Heaviest ever Japanese shipment for global OEM
Cargo-handling expertise and reliable delivery schedules gave Wallenius Wilhelmsen Ocean the edge when it came to shipping a 275-tonne rotor from the port of Yokohama to Zeebrugge in Belgium…
As night fell at the Japanese port of Yokohama – and around the world, many enjoyed a quiet Sunday – WW Ocean’s team were busy working on a record-breaking Japanese loading.
Under several bright floodlights and with the help of stevedores, jack-up trailer operators and WW Ocean cargo superintendents, a 275-tonne rotor, which will be used as part of a turbine in a power station, was successfully loaded onto the Mark V RoRo vessel Parsifal.

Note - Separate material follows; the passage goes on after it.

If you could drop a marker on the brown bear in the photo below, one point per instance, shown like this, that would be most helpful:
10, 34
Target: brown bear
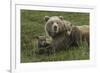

With the blocks and beams method used to load the rotor onto the vessel, detailed calculation by the WW Ocean Breakbulk project team was required to determine how to safely secure a round rotor with no natural lashing points.
Having been successfully loaded, the rotor is now on its way to a power plant in Europe, with the first leg of its journey – to the port of Zeebrugge in Belgium – expected to take 40 days. It will then travel on barge to its final destination where it will be used in a generator for a period of 30 years.
“Over the years, our commercial and operational team in Japan has built up a good knowledge, together with the stevedores in Yokohama,” said Per Wallmark, Breakbulk Project Manager, Asia at Wallenius Wilhelmsen Ocean. “After extensive pre-planning by the breakbulk project team, everything went like clockwork. Our saying of the day was: ‘Loaded with pride in Japan’.”
And the end result in Yokohama? A happy customer and an on-schedule shipment. WW Ocean expects to see many similar cargo requests in the future, particularly with power generation equipment in European and US power plants reaching the end of the product lifecycle. And the team at WW Ocean will be delighted to assist.
A record-breaking loading
- The rotor was loaded using a 12-axle jack-up trailer and stowed on blocks and beams onboard the vessel
- Parsifal has a ramp capacity of 505 metric tonnes
- Around 20 people from the port of Yokohama were involved in the loading.